I had famd init script displayng [!!] at shutdown/reboot or on "/etc/init.d/famd stop". I found that the reason why famd couldn't get stopped, was that it never really got started during boot: although it said "[ok]" on the boot screen and the init-script told it was started, looking at processes with "ps -A" soon after logging-in showed no "famd" process running, and that was why gnome's nautilus didn't "auto-refresh" file-lists. I modified famd's init script (/etc/init.d/famd), removing "--background" from the line that originally stated... [code]start-stop-daemon --start --quiet --exec /usr/sbin/famd --background \[/code] ...and this worked for me. However, I don't know why... :) ... : "--background" is a start-stop-daemon's option to force to background those programs which don't have this option of their own; although famd doesn't seem to need to be called with the "--background" option (since it goes background by default, unless you start it with "-f" option), "--background" could be "redundant", not fatal; *and* when famd gets called *manually* (ie after logging-in) via start-stop-daemon *with* the "--background" option, it starts no problem.
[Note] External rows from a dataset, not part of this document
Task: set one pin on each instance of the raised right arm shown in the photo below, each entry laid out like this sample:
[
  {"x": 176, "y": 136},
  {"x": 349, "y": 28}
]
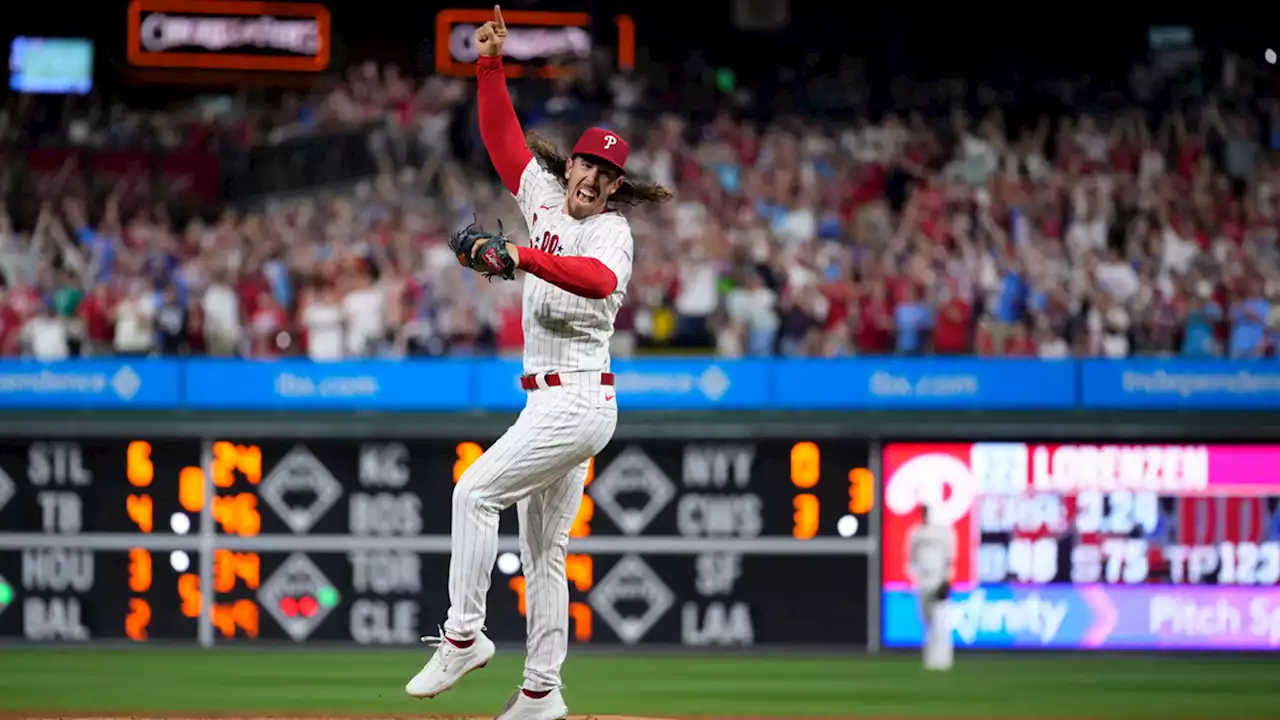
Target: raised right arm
[{"x": 499, "y": 127}]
The "--background" option seems to "break it" only when the init script is called automatically during boot... don't know why. Reproducible: Always Steps to Reproduce: 1."rc-update add famd default" 2.reboot 3.try "ps -A|grep famd" and "/etc/init.d/famd stop" Actual Results: I got no output from "ps -A|grep famd" :) and "/etc/init.d/famd stop" gave "[!!]" Expected Results: "ps -A|grep famd" should have returned something like "5650 ? 00:00:00 famd" and "/etc/init.d/famd stop" should have said it was all [Ok] :)
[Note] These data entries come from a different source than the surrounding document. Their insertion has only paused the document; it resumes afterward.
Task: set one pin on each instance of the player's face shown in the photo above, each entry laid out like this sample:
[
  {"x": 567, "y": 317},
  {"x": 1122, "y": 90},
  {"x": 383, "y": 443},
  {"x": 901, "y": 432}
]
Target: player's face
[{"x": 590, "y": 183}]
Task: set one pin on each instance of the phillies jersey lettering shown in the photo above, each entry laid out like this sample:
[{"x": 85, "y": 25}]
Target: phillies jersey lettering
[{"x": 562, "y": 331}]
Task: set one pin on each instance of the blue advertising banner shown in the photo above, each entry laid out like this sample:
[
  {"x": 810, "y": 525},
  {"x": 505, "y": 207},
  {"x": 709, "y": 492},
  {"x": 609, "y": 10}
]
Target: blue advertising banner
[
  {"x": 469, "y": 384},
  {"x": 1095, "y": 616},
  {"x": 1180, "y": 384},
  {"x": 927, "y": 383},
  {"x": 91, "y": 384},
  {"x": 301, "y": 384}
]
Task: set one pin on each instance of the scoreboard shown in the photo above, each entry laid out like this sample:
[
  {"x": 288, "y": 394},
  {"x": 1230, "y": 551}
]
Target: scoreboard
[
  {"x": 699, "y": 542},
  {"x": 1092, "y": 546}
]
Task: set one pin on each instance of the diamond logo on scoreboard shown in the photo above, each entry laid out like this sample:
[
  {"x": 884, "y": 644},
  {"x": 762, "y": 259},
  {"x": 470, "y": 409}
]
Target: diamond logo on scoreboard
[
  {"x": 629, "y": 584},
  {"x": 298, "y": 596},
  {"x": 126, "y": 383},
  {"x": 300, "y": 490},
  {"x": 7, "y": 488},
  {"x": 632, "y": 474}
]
*** Bug 64030 has been marked as a duplicate of this bug. ***
looks like there's some merit in this suggestion, there's no need for --background since famd does switch into the background unlike the old fam.
I also have the same problem. I tried removing the --background and that seemed to stop my famd from dying. I noticed it dies when I access nfs shares from a remote machine otherwise. -- I only did some minor tests, so I dont know if removing --background really prevents it -- definitely doesnt hurt though. This seems quite a blocker really. Everytime famd dies, I get flooded with "famd[10233]: connect: Connection refused" in /var/log/messages and its just a pain in the ass :)
removed --background from the init script, think it was a left-over from older times.
famd died after this afternoon again :( -- I guess this is unrelated, but any pointers of how to track issue would be nice.